1. Il culpabilise les autres, au nom du lien familial, de l’amitié, de l’amour, de la conscience professionnelle, etc…
2. Il se déresponsabilise (reporte sa responsabilité sur les autres ou se démet de ses propres responsabilités).
3. Il ne communique pas clairement ses demandes, ses sentiments et ses opinions.
4. Il répond souvent de façon floue. il utilise des phrases mystérieuses pour déstabiliser et impressionner son interlocuteur.
5. Il change son discours, ses opinions, ses comportements, ses sentiments selon les personnes et les situations ; il sait changer très rapidement de registre (ex: en alternant flatteries et menaces, il joue sur l’affectif...).
6. Il invoque des raisons logiques pour déguiser ses demandes.
7. Il fait croire aux autres qu’ils doivent être parfaits, qu’ils ne doivent jamais changer d’avis, tout savoir et répondre immédiatement aux questions.

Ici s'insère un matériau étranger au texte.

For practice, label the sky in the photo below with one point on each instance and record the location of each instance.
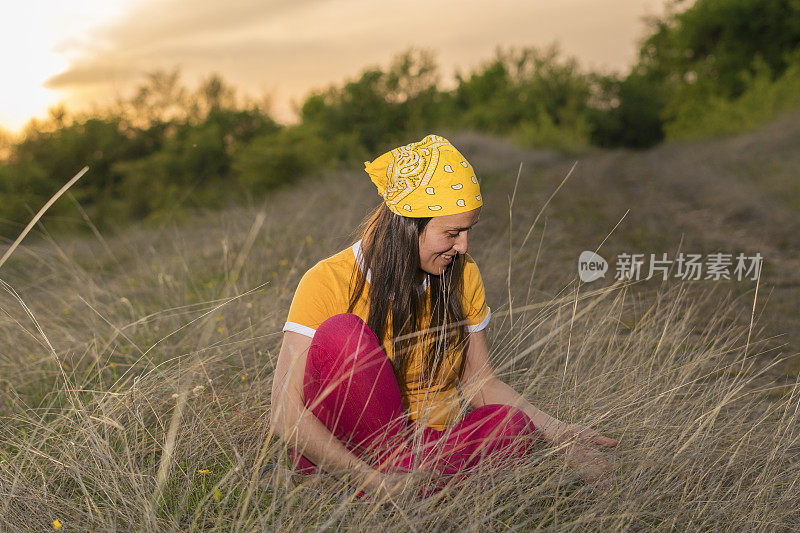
(87, 52)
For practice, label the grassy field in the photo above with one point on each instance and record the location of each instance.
(136, 367)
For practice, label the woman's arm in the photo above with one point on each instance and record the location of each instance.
(297, 425)
(482, 387)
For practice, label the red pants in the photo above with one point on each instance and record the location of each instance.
(349, 385)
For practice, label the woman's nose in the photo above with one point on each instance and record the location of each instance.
(460, 245)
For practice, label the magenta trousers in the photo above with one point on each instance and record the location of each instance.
(350, 386)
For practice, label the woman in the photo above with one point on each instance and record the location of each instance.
(379, 334)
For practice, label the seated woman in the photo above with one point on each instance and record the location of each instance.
(378, 335)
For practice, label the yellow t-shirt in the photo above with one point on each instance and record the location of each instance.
(324, 291)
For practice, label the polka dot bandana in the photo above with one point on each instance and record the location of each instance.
(429, 178)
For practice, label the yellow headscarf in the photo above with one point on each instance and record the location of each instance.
(428, 178)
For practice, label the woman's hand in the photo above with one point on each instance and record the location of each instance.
(583, 435)
(582, 455)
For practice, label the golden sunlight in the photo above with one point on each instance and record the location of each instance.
(35, 41)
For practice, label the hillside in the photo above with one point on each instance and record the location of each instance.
(114, 328)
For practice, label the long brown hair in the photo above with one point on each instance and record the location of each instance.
(390, 251)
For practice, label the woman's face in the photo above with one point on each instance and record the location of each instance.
(443, 238)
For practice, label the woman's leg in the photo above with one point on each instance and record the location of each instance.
(497, 432)
(350, 386)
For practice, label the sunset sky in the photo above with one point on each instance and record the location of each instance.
(87, 51)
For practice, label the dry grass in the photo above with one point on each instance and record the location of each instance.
(135, 378)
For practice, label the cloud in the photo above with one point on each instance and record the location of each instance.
(292, 46)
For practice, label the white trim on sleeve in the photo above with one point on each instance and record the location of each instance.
(483, 324)
(299, 328)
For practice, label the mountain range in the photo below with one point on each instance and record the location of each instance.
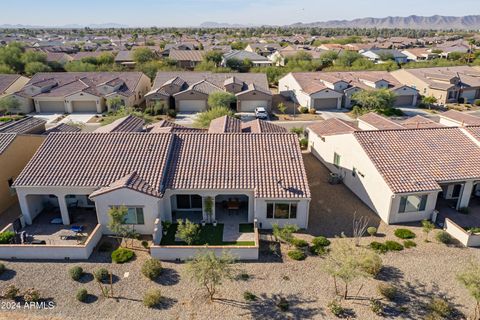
(436, 22)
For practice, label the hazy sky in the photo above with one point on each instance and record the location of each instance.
(194, 12)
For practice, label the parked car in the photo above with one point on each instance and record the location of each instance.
(261, 113)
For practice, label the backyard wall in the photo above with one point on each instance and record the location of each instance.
(51, 252)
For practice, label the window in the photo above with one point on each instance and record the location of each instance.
(336, 159)
(413, 203)
(134, 216)
(189, 201)
(282, 210)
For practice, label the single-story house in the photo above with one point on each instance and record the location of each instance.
(168, 175)
(81, 92)
(447, 84)
(187, 91)
(334, 90)
(404, 175)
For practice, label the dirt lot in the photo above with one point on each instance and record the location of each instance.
(420, 273)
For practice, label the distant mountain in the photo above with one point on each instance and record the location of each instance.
(67, 26)
(411, 22)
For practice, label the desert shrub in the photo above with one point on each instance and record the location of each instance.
(372, 231)
(296, 254)
(101, 274)
(75, 273)
(6, 237)
(82, 294)
(378, 246)
(10, 292)
(376, 306)
(321, 241)
(299, 243)
(336, 308)
(152, 268)
(409, 244)
(444, 237)
(393, 245)
(122, 255)
(31, 295)
(248, 296)
(283, 304)
(404, 234)
(387, 291)
(152, 298)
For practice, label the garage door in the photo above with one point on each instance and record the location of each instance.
(192, 105)
(330, 103)
(52, 106)
(404, 101)
(250, 105)
(84, 106)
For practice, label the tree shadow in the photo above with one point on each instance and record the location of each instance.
(168, 277)
(8, 274)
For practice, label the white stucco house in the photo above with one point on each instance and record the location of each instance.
(167, 172)
(403, 173)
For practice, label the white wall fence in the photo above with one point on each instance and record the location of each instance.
(177, 252)
(468, 239)
(51, 252)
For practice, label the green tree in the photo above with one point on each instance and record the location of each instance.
(209, 271)
(116, 223)
(187, 231)
(203, 119)
(32, 68)
(221, 99)
(470, 278)
(9, 104)
(142, 55)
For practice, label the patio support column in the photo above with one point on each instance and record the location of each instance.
(62, 203)
(464, 199)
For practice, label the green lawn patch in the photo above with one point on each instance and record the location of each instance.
(246, 227)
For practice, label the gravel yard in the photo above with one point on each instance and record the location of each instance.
(420, 273)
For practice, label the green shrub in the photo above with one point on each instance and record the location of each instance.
(82, 294)
(31, 295)
(404, 234)
(321, 241)
(372, 231)
(444, 237)
(283, 304)
(75, 273)
(296, 254)
(10, 292)
(152, 298)
(378, 246)
(248, 296)
(299, 243)
(393, 245)
(152, 268)
(101, 274)
(336, 308)
(6, 237)
(122, 255)
(387, 291)
(409, 244)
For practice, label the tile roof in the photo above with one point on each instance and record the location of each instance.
(379, 122)
(159, 161)
(463, 119)
(128, 123)
(5, 140)
(333, 126)
(418, 160)
(417, 122)
(24, 125)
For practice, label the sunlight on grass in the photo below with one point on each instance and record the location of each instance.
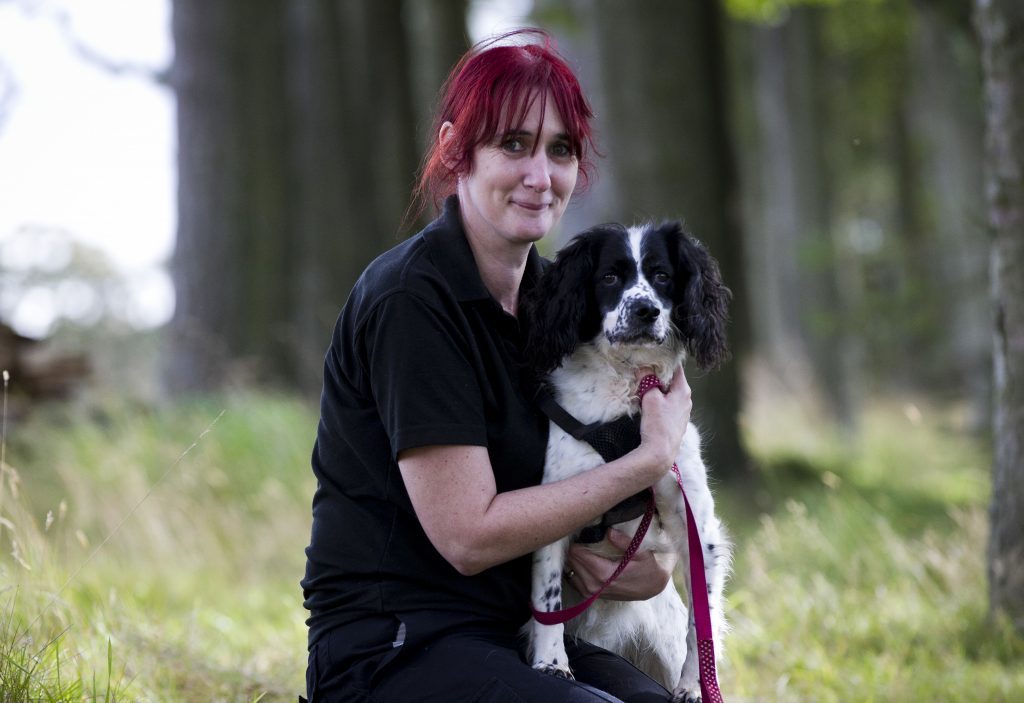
(196, 597)
(860, 575)
(859, 570)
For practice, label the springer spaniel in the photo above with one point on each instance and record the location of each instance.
(614, 300)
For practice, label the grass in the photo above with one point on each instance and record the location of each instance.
(859, 570)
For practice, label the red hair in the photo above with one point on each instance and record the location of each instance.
(497, 81)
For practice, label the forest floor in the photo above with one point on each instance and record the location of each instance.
(154, 554)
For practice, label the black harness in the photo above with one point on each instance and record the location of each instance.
(610, 440)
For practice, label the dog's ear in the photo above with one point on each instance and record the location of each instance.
(701, 301)
(557, 308)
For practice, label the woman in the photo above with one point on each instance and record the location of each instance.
(429, 451)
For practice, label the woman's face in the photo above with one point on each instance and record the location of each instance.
(514, 191)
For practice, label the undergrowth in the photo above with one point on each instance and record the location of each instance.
(134, 570)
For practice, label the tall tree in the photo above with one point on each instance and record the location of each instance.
(352, 159)
(1000, 25)
(945, 125)
(297, 155)
(799, 317)
(672, 157)
(230, 261)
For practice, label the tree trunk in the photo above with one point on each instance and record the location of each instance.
(946, 124)
(230, 261)
(673, 159)
(325, 216)
(438, 38)
(800, 326)
(1000, 25)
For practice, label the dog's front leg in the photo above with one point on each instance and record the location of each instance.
(547, 643)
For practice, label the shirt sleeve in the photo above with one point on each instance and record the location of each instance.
(423, 375)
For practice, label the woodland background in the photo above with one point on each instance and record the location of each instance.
(154, 497)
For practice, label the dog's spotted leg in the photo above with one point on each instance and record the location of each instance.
(547, 643)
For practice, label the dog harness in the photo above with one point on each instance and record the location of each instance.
(612, 440)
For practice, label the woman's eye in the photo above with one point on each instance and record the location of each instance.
(513, 145)
(561, 150)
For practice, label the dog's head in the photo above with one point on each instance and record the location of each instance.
(638, 287)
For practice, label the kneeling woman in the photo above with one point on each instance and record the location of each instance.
(429, 451)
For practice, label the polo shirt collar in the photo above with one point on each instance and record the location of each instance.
(452, 255)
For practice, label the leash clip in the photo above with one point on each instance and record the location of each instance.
(647, 384)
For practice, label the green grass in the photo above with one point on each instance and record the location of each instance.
(859, 571)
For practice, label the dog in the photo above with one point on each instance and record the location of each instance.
(614, 300)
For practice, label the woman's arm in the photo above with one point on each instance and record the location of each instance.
(474, 527)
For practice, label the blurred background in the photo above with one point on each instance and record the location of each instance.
(188, 190)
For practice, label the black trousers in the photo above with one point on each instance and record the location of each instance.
(353, 664)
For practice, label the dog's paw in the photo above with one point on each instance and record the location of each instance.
(555, 669)
(682, 695)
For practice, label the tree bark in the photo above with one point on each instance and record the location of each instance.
(230, 260)
(673, 159)
(801, 323)
(1000, 25)
(945, 123)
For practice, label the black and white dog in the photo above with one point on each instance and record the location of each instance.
(615, 300)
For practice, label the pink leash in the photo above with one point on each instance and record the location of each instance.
(710, 692)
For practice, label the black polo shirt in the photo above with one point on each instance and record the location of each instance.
(421, 355)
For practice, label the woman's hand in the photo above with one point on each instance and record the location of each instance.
(664, 418)
(644, 577)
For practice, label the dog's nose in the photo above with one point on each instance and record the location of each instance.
(646, 311)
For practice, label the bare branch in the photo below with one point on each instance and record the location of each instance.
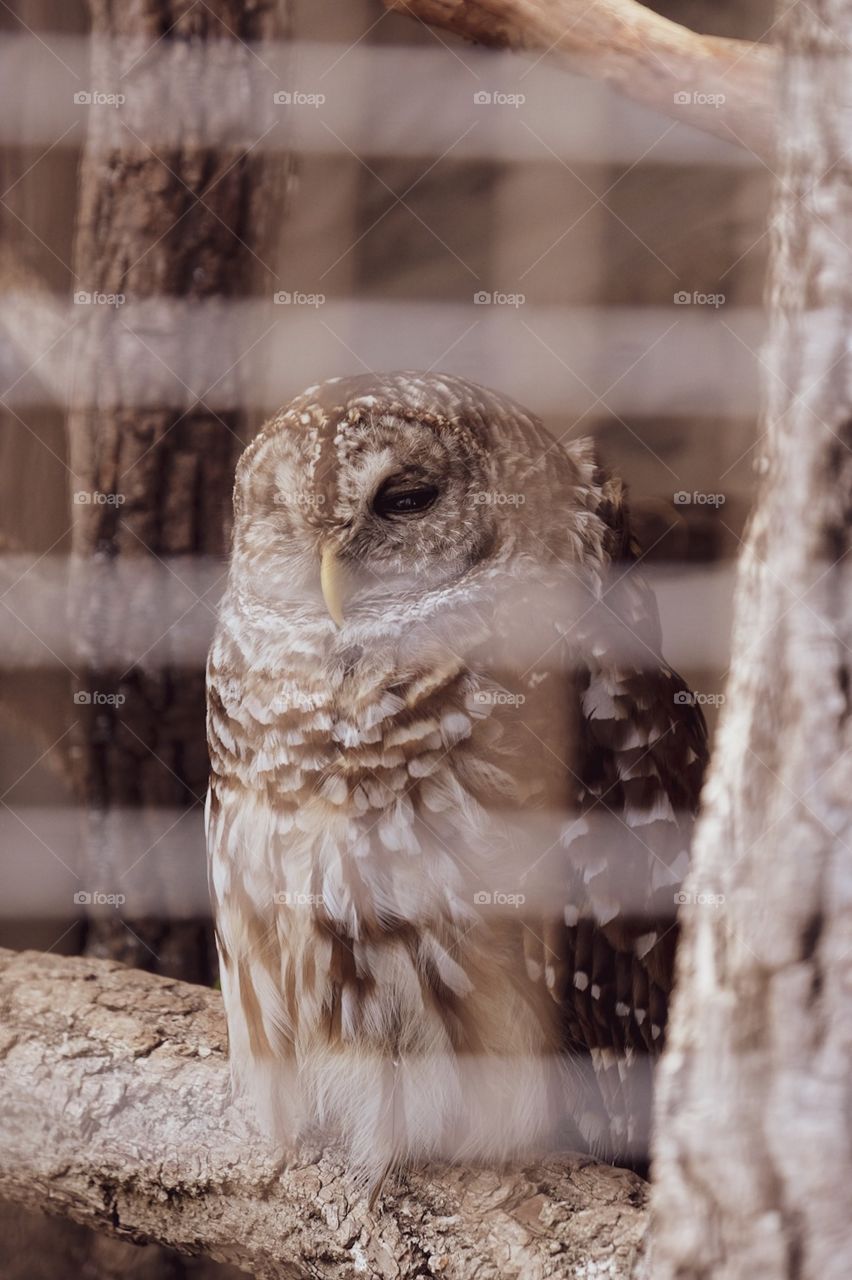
(727, 87)
(114, 1111)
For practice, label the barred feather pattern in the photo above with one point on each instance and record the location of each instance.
(444, 837)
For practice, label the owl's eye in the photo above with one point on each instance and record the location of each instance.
(404, 501)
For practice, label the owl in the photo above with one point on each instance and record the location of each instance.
(452, 789)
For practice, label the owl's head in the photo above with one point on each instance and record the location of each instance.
(398, 489)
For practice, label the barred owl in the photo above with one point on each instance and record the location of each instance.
(452, 784)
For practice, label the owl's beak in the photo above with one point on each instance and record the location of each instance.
(331, 584)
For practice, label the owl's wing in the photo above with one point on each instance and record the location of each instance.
(637, 768)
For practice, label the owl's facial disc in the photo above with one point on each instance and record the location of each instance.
(398, 498)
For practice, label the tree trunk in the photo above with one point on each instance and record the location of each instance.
(114, 1111)
(754, 1159)
(191, 224)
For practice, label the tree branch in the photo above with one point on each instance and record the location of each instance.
(114, 1111)
(727, 87)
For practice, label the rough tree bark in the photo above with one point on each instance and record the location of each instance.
(723, 86)
(754, 1159)
(188, 224)
(114, 1111)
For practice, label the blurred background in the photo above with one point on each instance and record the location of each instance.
(207, 206)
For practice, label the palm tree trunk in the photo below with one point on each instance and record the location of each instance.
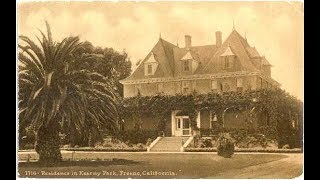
(48, 143)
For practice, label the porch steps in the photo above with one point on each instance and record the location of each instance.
(169, 144)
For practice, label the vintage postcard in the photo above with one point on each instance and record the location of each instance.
(165, 90)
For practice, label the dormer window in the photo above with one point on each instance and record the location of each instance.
(228, 58)
(189, 63)
(185, 65)
(150, 65)
(149, 68)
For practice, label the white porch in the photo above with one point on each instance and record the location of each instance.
(181, 125)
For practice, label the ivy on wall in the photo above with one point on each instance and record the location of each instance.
(280, 107)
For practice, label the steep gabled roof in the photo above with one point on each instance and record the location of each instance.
(163, 54)
(265, 62)
(228, 52)
(253, 53)
(202, 54)
(238, 46)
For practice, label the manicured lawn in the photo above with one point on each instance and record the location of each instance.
(148, 165)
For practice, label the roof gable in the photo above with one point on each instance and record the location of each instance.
(151, 59)
(187, 56)
(237, 46)
(161, 53)
(228, 52)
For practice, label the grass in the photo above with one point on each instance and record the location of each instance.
(144, 165)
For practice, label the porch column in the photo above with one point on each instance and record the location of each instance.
(173, 122)
(198, 120)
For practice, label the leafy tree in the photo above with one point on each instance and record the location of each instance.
(108, 62)
(54, 92)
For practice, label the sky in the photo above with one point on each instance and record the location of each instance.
(275, 29)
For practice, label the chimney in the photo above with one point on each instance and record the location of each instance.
(188, 41)
(218, 38)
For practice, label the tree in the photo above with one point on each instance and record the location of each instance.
(55, 92)
(108, 62)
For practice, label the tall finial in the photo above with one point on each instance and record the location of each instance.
(233, 25)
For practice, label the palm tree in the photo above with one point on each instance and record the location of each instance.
(54, 92)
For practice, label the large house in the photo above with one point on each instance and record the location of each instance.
(232, 65)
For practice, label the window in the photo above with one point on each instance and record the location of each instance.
(149, 68)
(185, 87)
(186, 123)
(160, 87)
(239, 84)
(138, 89)
(214, 85)
(213, 119)
(178, 123)
(185, 65)
(226, 87)
(226, 62)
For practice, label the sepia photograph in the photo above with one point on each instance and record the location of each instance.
(160, 90)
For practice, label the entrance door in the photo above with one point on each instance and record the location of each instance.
(182, 126)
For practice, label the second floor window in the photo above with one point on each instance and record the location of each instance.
(214, 85)
(159, 88)
(185, 87)
(226, 62)
(239, 84)
(185, 65)
(149, 68)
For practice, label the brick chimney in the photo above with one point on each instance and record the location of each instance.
(218, 38)
(188, 41)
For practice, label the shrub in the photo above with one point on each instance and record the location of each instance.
(140, 136)
(225, 145)
(149, 141)
(29, 146)
(206, 143)
(140, 145)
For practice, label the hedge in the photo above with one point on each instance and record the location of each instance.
(108, 149)
(246, 150)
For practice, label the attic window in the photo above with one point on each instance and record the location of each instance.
(227, 58)
(185, 65)
(150, 65)
(149, 68)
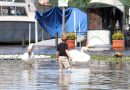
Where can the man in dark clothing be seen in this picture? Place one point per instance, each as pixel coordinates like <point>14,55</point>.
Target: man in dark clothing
<point>62,54</point>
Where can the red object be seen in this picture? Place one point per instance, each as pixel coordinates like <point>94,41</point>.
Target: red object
<point>71,44</point>
<point>118,44</point>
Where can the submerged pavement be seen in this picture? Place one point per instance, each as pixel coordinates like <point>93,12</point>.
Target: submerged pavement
<point>16,75</point>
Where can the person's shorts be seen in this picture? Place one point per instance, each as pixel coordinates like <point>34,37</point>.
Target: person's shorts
<point>63,62</point>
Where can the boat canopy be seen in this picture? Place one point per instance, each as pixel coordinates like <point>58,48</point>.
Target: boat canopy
<point>51,21</point>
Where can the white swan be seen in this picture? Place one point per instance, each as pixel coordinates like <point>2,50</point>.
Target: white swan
<point>28,57</point>
<point>79,56</point>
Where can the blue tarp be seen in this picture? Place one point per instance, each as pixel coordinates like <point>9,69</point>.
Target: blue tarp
<point>51,21</point>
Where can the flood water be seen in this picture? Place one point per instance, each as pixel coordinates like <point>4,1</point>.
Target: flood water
<point>16,75</point>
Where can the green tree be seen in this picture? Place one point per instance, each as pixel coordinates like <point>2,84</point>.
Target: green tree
<point>73,3</point>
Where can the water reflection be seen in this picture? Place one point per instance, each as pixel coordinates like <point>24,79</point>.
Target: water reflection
<point>44,76</point>
<point>63,81</point>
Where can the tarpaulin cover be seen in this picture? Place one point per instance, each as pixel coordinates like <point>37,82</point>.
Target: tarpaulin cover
<point>51,21</point>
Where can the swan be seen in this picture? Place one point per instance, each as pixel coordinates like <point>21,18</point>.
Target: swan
<point>79,56</point>
<point>28,57</point>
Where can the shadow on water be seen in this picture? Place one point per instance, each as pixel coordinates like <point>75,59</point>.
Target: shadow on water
<point>15,75</point>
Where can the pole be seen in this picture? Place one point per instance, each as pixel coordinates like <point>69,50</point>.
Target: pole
<point>63,19</point>
<point>29,33</point>
<point>36,32</point>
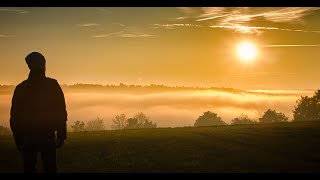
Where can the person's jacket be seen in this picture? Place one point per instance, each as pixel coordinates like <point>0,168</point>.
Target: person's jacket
<point>38,111</point>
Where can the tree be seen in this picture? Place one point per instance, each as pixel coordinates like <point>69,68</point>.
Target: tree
<point>95,125</point>
<point>119,122</point>
<point>209,119</point>
<point>242,119</point>
<point>4,130</point>
<point>271,116</point>
<point>143,121</point>
<point>78,126</point>
<point>140,120</point>
<point>132,123</point>
<point>308,108</point>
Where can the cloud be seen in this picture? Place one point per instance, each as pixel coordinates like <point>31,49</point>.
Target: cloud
<point>20,11</point>
<point>107,35</point>
<point>172,26</point>
<point>256,29</point>
<point>104,10</point>
<point>135,35</point>
<point>186,10</point>
<point>238,19</point>
<point>88,24</point>
<point>124,34</point>
<point>120,24</point>
<point>6,36</point>
<point>292,45</point>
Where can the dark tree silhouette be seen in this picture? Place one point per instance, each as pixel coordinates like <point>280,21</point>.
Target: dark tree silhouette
<point>308,108</point>
<point>271,116</point>
<point>140,120</point>
<point>209,119</point>
<point>95,125</point>
<point>78,126</point>
<point>132,123</point>
<point>242,119</point>
<point>4,130</point>
<point>119,122</point>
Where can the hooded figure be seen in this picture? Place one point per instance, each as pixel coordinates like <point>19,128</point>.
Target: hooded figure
<point>38,116</point>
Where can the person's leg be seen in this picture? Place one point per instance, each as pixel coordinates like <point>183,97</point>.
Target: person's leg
<point>48,156</point>
<point>29,156</point>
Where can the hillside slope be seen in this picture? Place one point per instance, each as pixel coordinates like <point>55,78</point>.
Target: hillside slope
<point>282,147</point>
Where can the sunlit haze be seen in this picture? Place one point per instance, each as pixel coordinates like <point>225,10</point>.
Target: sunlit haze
<point>269,56</point>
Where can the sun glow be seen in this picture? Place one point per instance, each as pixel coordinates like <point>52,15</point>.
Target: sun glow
<point>247,51</point>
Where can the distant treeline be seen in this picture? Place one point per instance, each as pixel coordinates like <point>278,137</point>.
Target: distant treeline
<point>307,109</point>
<point>157,87</point>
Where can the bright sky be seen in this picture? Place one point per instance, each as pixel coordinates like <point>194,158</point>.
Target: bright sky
<point>164,45</point>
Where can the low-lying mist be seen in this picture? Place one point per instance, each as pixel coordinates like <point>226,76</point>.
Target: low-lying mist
<point>167,108</point>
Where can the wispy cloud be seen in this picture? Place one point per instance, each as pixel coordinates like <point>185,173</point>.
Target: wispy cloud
<point>124,34</point>
<point>20,11</point>
<point>186,10</point>
<point>104,10</point>
<point>212,17</point>
<point>6,36</point>
<point>256,29</point>
<point>292,45</point>
<point>120,24</point>
<point>135,35</point>
<point>88,24</point>
<point>107,35</point>
<point>238,19</point>
<point>172,26</point>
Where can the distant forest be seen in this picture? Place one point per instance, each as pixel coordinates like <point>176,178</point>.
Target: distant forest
<point>152,87</point>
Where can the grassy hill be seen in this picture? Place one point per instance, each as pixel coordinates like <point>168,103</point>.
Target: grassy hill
<point>281,147</point>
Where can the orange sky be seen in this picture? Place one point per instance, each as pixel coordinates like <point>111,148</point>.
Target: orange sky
<point>171,46</point>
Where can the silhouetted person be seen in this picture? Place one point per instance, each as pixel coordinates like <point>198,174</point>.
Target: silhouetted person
<point>38,116</point>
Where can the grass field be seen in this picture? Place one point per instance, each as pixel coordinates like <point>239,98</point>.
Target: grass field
<point>281,147</point>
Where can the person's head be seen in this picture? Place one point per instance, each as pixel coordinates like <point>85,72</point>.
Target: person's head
<point>36,61</point>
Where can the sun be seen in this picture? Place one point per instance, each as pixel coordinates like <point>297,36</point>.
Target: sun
<point>247,51</point>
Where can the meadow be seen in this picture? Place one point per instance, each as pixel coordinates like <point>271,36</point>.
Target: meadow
<point>276,147</point>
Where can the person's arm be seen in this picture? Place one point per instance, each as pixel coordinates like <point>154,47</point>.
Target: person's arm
<point>14,119</point>
<point>62,115</point>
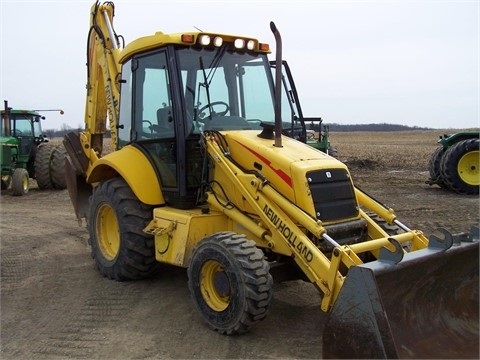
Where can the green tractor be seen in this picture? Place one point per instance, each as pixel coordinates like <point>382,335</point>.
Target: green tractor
<point>455,163</point>
<point>25,152</point>
<point>317,136</point>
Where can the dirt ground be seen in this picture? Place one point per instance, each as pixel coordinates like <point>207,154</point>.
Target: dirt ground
<point>54,304</point>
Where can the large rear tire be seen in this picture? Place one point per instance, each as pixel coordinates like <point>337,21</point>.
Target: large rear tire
<point>43,166</point>
<point>20,182</point>
<point>230,283</point>
<point>434,167</point>
<point>460,167</point>
<point>121,250</point>
<point>6,181</point>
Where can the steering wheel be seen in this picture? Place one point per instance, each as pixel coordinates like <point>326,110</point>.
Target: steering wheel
<point>216,103</point>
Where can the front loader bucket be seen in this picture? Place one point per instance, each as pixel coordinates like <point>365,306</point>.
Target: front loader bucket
<point>426,306</point>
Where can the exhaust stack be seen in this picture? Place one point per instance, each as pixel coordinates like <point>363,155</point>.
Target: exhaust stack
<point>278,85</point>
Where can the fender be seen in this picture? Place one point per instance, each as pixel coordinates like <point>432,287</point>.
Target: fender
<point>132,165</point>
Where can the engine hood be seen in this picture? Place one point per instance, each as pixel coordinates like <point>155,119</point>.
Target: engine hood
<point>286,167</point>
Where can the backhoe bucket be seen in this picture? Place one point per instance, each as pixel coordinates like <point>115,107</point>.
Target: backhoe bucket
<point>426,306</point>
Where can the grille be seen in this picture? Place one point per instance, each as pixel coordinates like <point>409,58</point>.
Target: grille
<point>333,194</point>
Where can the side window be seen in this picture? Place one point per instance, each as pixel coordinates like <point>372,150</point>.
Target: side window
<point>153,108</point>
<point>125,118</point>
<point>23,127</point>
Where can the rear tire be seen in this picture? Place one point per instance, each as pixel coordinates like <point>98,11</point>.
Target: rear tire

8. Il met en doute les qualités, la compétence, la personnalité des autres ;
Il critique sans avoir l’air, dévalorise et juge (sous forme d’ insinuations ).
9. Il fait faire ses messages par autrui ou par des intermédiaires (téléphone au lieu de faire face, Laisse des notes écrites) ; n’informe pas clairement.
10. Il sème la zizanie et crée la suspicion, divise pour mieux régner et peut provoquer la rupture d’un couple.
11. Il sait se placer en victime pour qu’on le plaigne (maladie exagérée, entourage "difficile", surcharge de travail, etc.).
12. Il ignore les demandes (même s’il dit s’en occuper).
13. Il utilise les principes moraux des autres pour assouvir ses besoins (notions d’humanité, de charité, racisme, "bonne" ou "mauvaise" mère ).
14. Il menace de façon déguisée ou fait un chantage ouvert.
15. Il aime polémiquer mais peut changer carrément de sujet au cours d’une conversation.
16. Il évite ou s’échappe de l’entretient, de la réunion (est imprévisible, déstabilise)
17. Il mise sur l’ignorance des autres et fait croire à sa supériorité.
18. Il ment.
19. Il ne pratique pas la communication vraie ; craint la transparence, aime le flou artistique, pratique le double langage
20. Il prêche le faux pour savoir le vrai, déforme et interprète ; il exagère un faux problème, pratique la mauvaise foi.
21. il utilise l’ironie et la dérision , les accusations manifestement fausses (mais invérifiables).
22. Il est égocentrique ( narcissique ) ; il est indifférent aux besoins des autres malgré ce qu’il en dit.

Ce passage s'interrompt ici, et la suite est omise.